So as soon as I saw the title on Facebook-Robin Williams didn't die of suicide I knew where he was going.  It was going to the place my mind did as soon as I heard the news he died last night.  It was news that was hard for me and my husband to hear.  It was news that was so sad and tragic but we got it.  To most people it is hard to understand Depression.  It is hard to understand how someone who was so funny, who had such a big bubbly personality, a comedian no less, could be Depressed.  Yet in this house we got it.  I heard a few people online talking about the "darkness" of depression.  I think that might be the best way to describe this illness.  Just darkness.  Just like when the sun sets at night that darkness starts out just at the farthest point of the horizon and before long the darkness engulfs the whole sky till the next morning when the sun breaks through.  Sadly for those who battle depression a lot of their life seems like you are waiting for the sun to rise and it never does.

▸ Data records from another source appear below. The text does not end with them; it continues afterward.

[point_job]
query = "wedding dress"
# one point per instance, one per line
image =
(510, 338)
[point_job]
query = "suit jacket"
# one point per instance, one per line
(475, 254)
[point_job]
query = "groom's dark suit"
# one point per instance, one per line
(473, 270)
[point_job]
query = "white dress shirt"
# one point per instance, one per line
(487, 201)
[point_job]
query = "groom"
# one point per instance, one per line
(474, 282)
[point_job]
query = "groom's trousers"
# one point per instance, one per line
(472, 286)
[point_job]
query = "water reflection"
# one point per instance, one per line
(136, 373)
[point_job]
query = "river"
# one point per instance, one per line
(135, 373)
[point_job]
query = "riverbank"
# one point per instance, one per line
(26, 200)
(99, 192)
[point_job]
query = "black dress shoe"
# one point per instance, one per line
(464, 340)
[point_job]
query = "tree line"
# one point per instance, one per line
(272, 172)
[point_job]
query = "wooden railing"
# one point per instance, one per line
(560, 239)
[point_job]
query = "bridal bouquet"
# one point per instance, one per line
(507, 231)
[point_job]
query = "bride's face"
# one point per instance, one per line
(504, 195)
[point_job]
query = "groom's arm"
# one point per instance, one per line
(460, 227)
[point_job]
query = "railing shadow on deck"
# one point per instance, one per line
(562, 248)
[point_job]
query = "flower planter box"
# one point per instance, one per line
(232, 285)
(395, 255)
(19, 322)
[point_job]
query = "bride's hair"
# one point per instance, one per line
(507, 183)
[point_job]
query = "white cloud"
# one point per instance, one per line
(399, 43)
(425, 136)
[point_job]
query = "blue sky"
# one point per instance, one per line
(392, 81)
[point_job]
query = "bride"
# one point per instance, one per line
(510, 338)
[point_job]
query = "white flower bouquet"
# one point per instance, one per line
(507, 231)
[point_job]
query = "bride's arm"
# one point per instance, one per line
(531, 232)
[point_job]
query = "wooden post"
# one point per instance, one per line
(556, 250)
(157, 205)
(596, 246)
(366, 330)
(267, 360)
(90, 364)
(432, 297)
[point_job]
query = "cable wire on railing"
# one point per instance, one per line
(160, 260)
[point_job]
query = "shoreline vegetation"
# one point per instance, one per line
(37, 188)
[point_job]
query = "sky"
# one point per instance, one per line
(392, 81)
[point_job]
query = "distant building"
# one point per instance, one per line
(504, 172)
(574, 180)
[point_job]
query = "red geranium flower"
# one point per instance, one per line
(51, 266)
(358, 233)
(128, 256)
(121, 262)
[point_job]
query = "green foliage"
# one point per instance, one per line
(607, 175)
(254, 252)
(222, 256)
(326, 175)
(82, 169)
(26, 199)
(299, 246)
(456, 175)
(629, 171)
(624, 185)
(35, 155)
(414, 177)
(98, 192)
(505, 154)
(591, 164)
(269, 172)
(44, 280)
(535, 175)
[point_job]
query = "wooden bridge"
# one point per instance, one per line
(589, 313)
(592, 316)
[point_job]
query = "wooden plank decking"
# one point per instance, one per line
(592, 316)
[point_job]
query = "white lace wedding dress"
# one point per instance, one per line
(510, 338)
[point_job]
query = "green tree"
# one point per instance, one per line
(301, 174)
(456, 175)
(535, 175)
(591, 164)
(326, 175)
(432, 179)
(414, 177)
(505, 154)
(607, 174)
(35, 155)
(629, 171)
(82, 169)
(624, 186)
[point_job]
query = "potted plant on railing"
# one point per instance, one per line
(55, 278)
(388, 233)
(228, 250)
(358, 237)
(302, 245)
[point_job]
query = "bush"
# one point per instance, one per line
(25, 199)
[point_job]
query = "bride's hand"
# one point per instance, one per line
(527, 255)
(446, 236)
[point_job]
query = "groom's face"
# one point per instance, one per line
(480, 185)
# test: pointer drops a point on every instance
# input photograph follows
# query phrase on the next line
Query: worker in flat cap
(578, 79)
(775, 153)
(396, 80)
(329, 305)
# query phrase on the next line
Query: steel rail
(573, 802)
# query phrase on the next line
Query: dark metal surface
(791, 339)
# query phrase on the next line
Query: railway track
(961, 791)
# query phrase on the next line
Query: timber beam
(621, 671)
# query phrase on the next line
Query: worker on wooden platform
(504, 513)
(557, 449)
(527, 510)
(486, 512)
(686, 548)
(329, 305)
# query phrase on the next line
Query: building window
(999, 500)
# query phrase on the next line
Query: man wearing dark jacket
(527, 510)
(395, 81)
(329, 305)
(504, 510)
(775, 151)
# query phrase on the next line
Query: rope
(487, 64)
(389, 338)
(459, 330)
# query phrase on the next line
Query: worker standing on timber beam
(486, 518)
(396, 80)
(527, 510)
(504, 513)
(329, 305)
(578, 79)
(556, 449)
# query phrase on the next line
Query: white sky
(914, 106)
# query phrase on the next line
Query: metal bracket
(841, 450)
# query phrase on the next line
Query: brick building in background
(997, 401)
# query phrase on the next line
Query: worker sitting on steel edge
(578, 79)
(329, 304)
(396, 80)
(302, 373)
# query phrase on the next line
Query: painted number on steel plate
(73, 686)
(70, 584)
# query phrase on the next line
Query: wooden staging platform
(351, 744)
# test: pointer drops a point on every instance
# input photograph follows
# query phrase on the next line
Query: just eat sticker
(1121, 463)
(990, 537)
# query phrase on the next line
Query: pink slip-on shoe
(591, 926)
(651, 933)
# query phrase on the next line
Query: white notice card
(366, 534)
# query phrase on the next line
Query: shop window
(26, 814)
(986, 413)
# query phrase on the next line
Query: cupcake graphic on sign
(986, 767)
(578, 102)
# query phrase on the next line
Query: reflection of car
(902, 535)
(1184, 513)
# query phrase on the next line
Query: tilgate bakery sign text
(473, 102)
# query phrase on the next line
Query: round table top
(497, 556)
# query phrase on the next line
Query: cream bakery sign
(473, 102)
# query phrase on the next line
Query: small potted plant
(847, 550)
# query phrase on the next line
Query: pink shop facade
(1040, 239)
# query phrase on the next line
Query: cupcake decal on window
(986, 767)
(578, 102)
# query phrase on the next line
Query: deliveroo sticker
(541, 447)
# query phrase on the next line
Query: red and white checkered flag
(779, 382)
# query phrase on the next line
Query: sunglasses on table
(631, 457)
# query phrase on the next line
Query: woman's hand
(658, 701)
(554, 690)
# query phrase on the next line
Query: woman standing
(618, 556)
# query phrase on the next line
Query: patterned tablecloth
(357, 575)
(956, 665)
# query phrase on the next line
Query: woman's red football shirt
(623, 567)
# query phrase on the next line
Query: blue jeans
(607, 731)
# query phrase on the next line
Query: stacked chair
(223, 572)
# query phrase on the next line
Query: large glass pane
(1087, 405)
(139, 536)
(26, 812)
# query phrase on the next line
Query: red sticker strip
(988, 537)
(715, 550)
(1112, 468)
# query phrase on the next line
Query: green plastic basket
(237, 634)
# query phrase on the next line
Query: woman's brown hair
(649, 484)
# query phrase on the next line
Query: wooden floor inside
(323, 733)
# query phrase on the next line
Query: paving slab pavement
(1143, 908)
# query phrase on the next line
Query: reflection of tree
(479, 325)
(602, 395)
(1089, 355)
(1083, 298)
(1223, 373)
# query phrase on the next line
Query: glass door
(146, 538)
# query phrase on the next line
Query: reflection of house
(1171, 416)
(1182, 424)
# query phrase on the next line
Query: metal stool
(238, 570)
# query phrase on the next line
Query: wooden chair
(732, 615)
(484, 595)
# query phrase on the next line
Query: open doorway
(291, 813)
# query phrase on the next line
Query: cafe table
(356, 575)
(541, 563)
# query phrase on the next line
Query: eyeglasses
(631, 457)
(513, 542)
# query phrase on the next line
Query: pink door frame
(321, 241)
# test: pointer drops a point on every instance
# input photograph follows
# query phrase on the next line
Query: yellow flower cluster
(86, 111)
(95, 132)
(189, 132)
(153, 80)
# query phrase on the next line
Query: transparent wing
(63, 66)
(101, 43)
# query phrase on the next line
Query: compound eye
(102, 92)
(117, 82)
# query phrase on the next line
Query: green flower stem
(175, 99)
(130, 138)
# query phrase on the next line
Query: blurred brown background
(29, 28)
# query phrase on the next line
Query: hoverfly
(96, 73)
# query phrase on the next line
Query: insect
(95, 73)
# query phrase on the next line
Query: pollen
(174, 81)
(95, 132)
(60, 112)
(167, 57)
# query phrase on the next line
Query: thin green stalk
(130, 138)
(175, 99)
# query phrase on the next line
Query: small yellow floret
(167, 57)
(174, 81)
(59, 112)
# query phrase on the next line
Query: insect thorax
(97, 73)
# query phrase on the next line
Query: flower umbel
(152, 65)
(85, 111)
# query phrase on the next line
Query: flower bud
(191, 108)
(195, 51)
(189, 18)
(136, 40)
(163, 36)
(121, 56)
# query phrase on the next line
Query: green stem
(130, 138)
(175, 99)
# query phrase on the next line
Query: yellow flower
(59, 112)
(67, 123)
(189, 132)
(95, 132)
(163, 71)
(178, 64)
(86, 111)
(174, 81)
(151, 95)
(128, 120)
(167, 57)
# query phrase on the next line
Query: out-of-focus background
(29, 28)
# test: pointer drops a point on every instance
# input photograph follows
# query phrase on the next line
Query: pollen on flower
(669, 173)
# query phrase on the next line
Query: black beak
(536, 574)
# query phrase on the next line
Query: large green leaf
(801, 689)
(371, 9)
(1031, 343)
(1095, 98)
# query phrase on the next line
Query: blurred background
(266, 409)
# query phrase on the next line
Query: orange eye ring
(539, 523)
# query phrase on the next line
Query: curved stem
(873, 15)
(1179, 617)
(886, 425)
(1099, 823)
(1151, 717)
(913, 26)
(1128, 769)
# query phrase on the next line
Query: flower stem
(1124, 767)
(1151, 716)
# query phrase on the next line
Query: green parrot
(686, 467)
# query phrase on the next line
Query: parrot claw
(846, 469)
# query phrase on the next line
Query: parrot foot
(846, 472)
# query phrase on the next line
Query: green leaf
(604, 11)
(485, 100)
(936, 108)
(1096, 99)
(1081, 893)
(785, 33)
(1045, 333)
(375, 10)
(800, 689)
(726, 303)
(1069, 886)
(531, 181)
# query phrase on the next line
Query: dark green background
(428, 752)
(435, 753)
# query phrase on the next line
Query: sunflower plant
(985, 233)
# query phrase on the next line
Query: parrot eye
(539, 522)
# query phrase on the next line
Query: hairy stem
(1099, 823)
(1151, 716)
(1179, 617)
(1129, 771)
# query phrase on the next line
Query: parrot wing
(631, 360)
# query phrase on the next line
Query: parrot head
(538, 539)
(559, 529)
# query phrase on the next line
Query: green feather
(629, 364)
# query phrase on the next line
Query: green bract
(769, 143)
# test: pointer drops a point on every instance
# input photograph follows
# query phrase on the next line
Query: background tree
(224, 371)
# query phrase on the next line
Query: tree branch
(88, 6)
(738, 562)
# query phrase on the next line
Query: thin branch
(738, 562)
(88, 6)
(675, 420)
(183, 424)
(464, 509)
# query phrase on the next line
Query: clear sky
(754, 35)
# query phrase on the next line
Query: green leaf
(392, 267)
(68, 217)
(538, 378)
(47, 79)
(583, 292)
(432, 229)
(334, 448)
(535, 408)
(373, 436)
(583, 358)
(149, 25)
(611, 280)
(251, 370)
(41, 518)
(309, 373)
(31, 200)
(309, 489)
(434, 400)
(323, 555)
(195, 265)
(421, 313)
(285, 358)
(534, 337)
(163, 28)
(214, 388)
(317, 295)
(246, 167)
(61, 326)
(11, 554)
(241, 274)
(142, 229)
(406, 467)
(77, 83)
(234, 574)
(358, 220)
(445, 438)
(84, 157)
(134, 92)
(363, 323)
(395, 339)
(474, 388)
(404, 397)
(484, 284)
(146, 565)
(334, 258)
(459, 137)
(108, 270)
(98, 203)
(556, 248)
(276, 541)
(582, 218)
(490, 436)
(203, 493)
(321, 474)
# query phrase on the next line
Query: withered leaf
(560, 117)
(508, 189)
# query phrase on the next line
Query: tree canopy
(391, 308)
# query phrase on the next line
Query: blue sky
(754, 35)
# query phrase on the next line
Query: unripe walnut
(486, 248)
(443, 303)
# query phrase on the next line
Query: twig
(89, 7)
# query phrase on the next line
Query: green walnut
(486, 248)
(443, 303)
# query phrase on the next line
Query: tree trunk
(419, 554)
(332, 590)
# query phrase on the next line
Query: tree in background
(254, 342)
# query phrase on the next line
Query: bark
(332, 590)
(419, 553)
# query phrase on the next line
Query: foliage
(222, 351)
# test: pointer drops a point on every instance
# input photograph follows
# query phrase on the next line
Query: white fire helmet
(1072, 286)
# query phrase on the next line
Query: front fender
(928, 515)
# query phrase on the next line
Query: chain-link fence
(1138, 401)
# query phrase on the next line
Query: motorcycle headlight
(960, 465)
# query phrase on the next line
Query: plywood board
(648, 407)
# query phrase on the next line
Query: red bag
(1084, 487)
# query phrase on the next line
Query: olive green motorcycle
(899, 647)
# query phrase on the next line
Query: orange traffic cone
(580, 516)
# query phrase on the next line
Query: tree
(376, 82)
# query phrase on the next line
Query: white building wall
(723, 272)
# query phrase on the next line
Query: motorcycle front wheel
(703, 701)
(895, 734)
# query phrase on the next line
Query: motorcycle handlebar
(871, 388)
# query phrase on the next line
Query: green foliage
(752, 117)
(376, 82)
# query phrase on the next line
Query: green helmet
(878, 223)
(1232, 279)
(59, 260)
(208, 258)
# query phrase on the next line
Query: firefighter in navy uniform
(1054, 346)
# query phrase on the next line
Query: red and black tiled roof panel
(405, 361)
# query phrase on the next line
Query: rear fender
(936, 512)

Perhaps I need to be a little less metaphorical here.  As many of you know, if you haven't you will now. Papa Hunt has Depression. The kind that doesn't go away even when you really want it to.  The kind that doesn't care if you have a great job, a house, and the perfect family.  It only goes away with hard fucking work and medication.  When Papa Hunt's depression was it its worse I bet most people never knew.  His co-workers did not know, his students didn't know, his family didn't know, and his friends didn't know.  Why-becuase he and I covered it up.  Depression isn't something that means you are crying and on the floor and incapacitated.  For him it was going to work then coming home and not being able to function. It meant always being tried.  It meant huge mood changes.  Papa Hunt is loving, gentle, calm, and funny.  When his depression has set in-he is a mean asshole who can't get out of bed.  As much as I love him the times when he has been depressed there is no other words that to say he was a asshole.  I knew he was sick but it doesn't stop me from hating the person he was.  It took me (and him) a shitload of therapy to deal with how bad it got around her.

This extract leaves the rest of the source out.